Working Together in a Crisis

In response, the Pascale Sykes Foundation has taken several steps to aid our collaboratives to adjust to this crisis, promote more effective learning strategies in the home and ease the financial burden that the current crisis has caused.

Here are a four ways we are working to strengthen our community and improve family stability now and for the long term:

  • Awarded grants for technical equipment and social-emotional support. Grantee organizations are using funding to provide access to iPads or laptops, Internet services, Zoom subscriptions, mental health counseling sessions and tutoring for children and parents. 
  • Established resource libraries on the NJ Heartland and Pascale Sykes Foundation websites to provide up-to-date, user-friendly resources families need to maintain stability. Individuals, businesses and nonprofits can have free access to the latest resources, health guidelines, education developments and other helpful information.
  • Worked with New Jersey Community Capital (NJCC), our local Community Development Financial Institution, to expand the THRIVE South Jersey initiative.  This program provides immediate 0%, low-interest and forgivable loans with an application turnaround within 10 to 14 business days. The quick loans keep the small businesses and nonprofits that are integral to our community and working families up and running while they await federal funding. Our contribution was leveraged by financial institutions and the state government, resulting in even greater impact. 
  • Adjusted our evaluation grants with the Walter Rand Institute and University of Pennsylvania research teams to measure the long-range effect of this crisis on our families for insight into how future practices and policies can be improved to help families during a future crisis.

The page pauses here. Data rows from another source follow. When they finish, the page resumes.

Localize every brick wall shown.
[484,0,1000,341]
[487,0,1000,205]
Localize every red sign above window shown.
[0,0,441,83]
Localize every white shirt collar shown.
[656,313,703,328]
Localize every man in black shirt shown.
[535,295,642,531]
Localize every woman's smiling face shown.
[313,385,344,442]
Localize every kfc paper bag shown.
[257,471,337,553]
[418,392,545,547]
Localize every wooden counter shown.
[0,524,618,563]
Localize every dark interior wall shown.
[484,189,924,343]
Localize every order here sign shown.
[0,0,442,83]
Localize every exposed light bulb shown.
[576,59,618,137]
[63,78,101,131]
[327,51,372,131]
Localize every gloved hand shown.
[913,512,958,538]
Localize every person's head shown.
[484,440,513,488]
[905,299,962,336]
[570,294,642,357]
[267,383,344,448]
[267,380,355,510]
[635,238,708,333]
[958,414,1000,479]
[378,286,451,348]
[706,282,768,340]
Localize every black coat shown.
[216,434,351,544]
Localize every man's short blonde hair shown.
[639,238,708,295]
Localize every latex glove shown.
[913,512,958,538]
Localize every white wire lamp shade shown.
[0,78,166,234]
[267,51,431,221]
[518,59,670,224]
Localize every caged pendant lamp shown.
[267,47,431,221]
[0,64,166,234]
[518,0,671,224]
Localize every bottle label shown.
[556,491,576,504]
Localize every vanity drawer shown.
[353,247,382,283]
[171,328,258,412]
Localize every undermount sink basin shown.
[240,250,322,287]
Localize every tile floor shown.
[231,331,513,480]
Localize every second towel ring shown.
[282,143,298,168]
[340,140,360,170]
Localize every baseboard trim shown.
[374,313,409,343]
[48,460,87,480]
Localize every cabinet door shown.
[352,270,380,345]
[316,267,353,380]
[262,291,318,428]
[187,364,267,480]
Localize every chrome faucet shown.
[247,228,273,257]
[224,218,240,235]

My life as a teacher taught me to always be aware of the delicate balance between school, home and work. For many working families, all three are under pressure. In times of crisis, it is more crucial than ever that families have the resources they need to provide support to each other and the children they care for.

We will continue working with our grantees to best support their efforts in to connect working, low income families with the tools and social support they need to overcome the added pressures created by the COVID-19 epidemic. Now, more than ever before, we must work together to ensure that families – and children in particular — who are disproportionately impacted by this crisis are equipped to weather this crisis. Our communities depend on it.